Pregare è il primo dovere della vita sacerdotale. È la logica risposta a chi ci ha scelti con singolare atto di amore ad essere “suoi amici” (Gv. 15,15 e Mc.3,14) ed ha chiesto le nostre vite, i nostri talenti, l’intera nostra disponibilità per servirsi di noi come canali della sua grazia, come trasmettitori della sua parola, come prolungamento della sua presenza nel mondo.
La Messa deve diventare la ragion d’essere del nostro sacerdozio. Dobbiamo fare della devota celebrazione della Messa la priorità del nostro ministero pastorale.
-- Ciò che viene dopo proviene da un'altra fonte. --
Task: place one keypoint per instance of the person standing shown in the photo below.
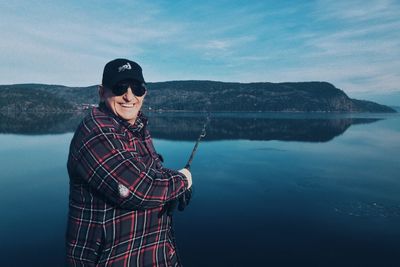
(119, 189)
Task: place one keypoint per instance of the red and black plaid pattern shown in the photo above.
(117, 188)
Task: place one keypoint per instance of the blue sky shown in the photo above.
(353, 44)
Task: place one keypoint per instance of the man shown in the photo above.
(119, 189)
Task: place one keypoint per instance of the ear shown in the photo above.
(101, 93)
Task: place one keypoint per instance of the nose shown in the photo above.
(129, 96)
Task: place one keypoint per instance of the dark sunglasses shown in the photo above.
(138, 88)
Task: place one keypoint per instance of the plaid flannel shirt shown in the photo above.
(117, 189)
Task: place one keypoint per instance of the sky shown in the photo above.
(353, 44)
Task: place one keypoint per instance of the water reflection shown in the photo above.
(273, 126)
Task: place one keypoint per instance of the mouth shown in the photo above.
(126, 105)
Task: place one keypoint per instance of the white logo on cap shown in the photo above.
(127, 66)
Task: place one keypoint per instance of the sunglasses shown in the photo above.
(138, 88)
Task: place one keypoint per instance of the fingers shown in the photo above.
(188, 176)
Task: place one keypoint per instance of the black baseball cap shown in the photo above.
(121, 69)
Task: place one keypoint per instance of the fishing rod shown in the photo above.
(201, 136)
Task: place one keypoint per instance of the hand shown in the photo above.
(184, 199)
(188, 176)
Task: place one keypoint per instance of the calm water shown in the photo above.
(270, 190)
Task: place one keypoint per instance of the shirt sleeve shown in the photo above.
(123, 177)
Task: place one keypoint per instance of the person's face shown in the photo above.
(126, 106)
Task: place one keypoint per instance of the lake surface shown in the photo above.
(270, 189)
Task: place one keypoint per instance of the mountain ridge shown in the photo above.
(197, 95)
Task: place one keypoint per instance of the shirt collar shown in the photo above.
(141, 120)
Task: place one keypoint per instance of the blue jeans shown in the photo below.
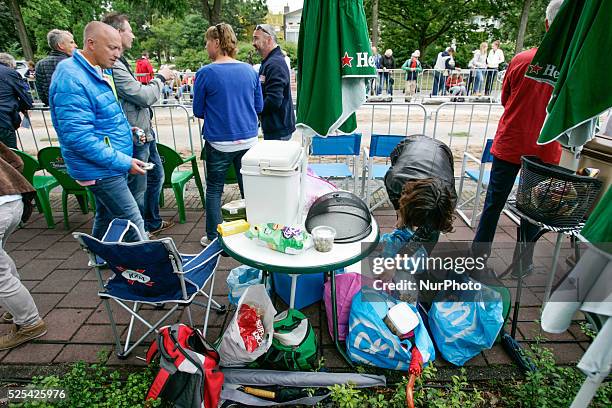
(147, 188)
(502, 178)
(115, 200)
(217, 164)
(438, 84)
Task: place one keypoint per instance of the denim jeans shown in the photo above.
(217, 164)
(147, 188)
(115, 200)
(438, 87)
(14, 297)
(502, 178)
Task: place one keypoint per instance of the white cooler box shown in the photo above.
(271, 179)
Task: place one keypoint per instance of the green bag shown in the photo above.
(294, 347)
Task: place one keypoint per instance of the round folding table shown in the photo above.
(248, 252)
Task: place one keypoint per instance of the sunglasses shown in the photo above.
(262, 28)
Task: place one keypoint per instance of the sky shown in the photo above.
(276, 6)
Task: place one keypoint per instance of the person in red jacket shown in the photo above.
(524, 102)
(144, 69)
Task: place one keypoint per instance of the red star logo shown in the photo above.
(535, 68)
(346, 60)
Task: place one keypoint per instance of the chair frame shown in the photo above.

Essa deve essere il centro della nostra giornata e della nostra vita.
Cristo stesso ci ha dato l’esempio: spesso si raccoglieva a pregare. Prima di scegliere i dodici Apostoli passò tutta la notte sul monte, da solo, a pregare. Prima di ogni decisione o atto importante si raccoglieva a pregare.
Vorrei anche aggiungere: non abbiate paura a mostrarvi accanto al confessionale a pregare in attesa dei penitenti. Anche quando i penitenti tardassero a venire, non avete perduto il vostro tempo. Oggi la gente si confessa poco, perché si sta perdendo il senso del peccato. È importantissimo tornare a valorizzare il sacramento della riconciliazione, il sacramento del perdono, che ci permette di ricominciare e di affidare il passato alla misericordia di Dio. Impartendo l’assoluzione sacramentale, il sacerdote diventa un canale attraverso il quale passa la misericordia di Dio, che perdona tutto e sempre dà pace e gioia ai cuori.
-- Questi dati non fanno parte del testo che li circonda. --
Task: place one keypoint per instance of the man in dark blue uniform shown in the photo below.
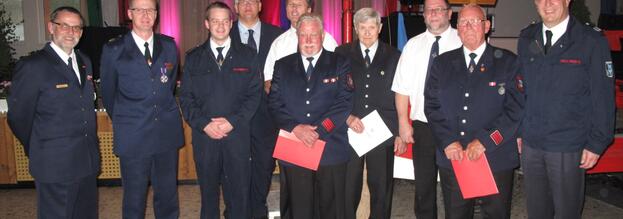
(258, 35)
(311, 96)
(474, 104)
(138, 73)
(373, 65)
(569, 115)
(221, 90)
(51, 113)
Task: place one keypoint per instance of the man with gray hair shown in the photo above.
(411, 74)
(286, 43)
(373, 64)
(311, 97)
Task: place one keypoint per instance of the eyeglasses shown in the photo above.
(435, 10)
(148, 11)
(66, 28)
(471, 22)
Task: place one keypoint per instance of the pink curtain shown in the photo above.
(169, 14)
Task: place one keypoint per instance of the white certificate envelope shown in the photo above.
(374, 133)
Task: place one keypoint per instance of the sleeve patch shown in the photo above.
(328, 125)
(496, 137)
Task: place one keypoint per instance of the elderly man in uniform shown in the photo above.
(286, 43)
(220, 92)
(411, 74)
(51, 113)
(569, 118)
(473, 103)
(138, 73)
(373, 64)
(249, 30)
(311, 97)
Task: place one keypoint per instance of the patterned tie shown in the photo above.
(251, 41)
(472, 63)
(434, 52)
(71, 67)
(310, 68)
(367, 58)
(147, 53)
(219, 58)
(548, 43)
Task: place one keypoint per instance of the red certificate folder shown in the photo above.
(292, 150)
(474, 177)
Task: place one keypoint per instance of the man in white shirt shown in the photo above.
(287, 42)
(408, 84)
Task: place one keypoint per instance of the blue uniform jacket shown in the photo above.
(569, 91)
(231, 91)
(324, 101)
(53, 116)
(485, 105)
(145, 116)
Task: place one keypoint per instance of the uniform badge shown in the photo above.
(519, 81)
(349, 81)
(163, 75)
(609, 69)
(502, 90)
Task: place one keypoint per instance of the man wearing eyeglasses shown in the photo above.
(569, 121)
(408, 85)
(52, 114)
(220, 91)
(249, 30)
(138, 77)
(474, 103)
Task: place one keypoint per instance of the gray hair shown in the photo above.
(310, 17)
(364, 14)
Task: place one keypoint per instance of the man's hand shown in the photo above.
(406, 132)
(223, 124)
(355, 123)
(454, 151)
(306, 133)
(475, 149)
(214, 131)
(589, 159)
(400, 147)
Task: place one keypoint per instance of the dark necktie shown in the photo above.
(147, 53)
(310, 68)
(71, 67)
(367, 58)
(251, 41)
(548, 43)
(472, 63)
(219, 58)
(434, 52)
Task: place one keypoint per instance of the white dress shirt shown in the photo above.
(287, 44)
(557, 31)
(413, 65)
(141, 43)
(65, 57)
Il Papa Benedetto XVI ha detto che la preghiera di un sacerdote è lavoro pastorale, anzi ha detto che la preghiera “è un’attività autenticamente pastorale”.
La preghiera fa crescere il sacerdote nell’amicizia con Cristo. Senza questa amicizia col Divin Maestro non ci può essere vera gioia nella vita di un sacerdote.
Anche il nostro celibato può essere vissuto in pienezza soltanto se nel cuore abbiamo un amore totale e personale a Cristo Gesù, che ci ha chiamati ad essere “suoi amici”.
Non è facile essere sacerdoti nel mondo secolarizzato di oggi, perché Dio occupa poco posto nel pensiero e nel cuore della gente del nostro tempo. Molte persone, purtroppo, nella loro vita quotidiana non si riferiscono più a Dio, nostro Creatore, che ci attende nella sua casa paterna. Per questo nella vita dei sacerdoti del nostro tempo non mancano a volte amarezze che pesano.
E se ci capiterà che il messaggio evangelico che annunciamo non è ascoltato, ricordiamoci che nell’ordinazione sacerdotale siamo stati inviati da Cristo e che il compito da Lui affidatoci è quello di annunciare il Vangelo, per chi ascolta e per chi non ascolta.
Nei momenti di difficoltà guardiamo alla Madonna che si è totalmente abbandonata al progetto di Dio su di Lei. Lei sia il nostro rifugio, il nostro aiuto e il nostro conforto.
Un ultimo pensiero: coltivate la fraternità tra voi sacerdoti e con il vostro Vescovo.
È significativo che quando Gesù ha inviato gli Apostoli non li ha mandati come liberi battitori solisti, ma li ha inviati “a due a due”.
La fraternità sacerdotale è un grande sostegno, perché è di conforto nei momenti di sofferenza e di incoraggiamento nei momenti di gioia. La diversità dell’età, della mentalità, della sensibilità, non deve essere di ostacolo, ma anzi deve essere sorgente e spinta di sviluppo e di arricchimento vicendevole, nell’amarci come Cristo ci ha amato.
La fede e l’amore a Cristo vi devono portare ad essere amici fra di voi ed impegnati nell’educazione a una vita veramente cristiana i fedeli a voi affidati.
La Madonna interceda per voi e vi aiuti a realizzare il progetto che Dio ha su ciascuno di voi.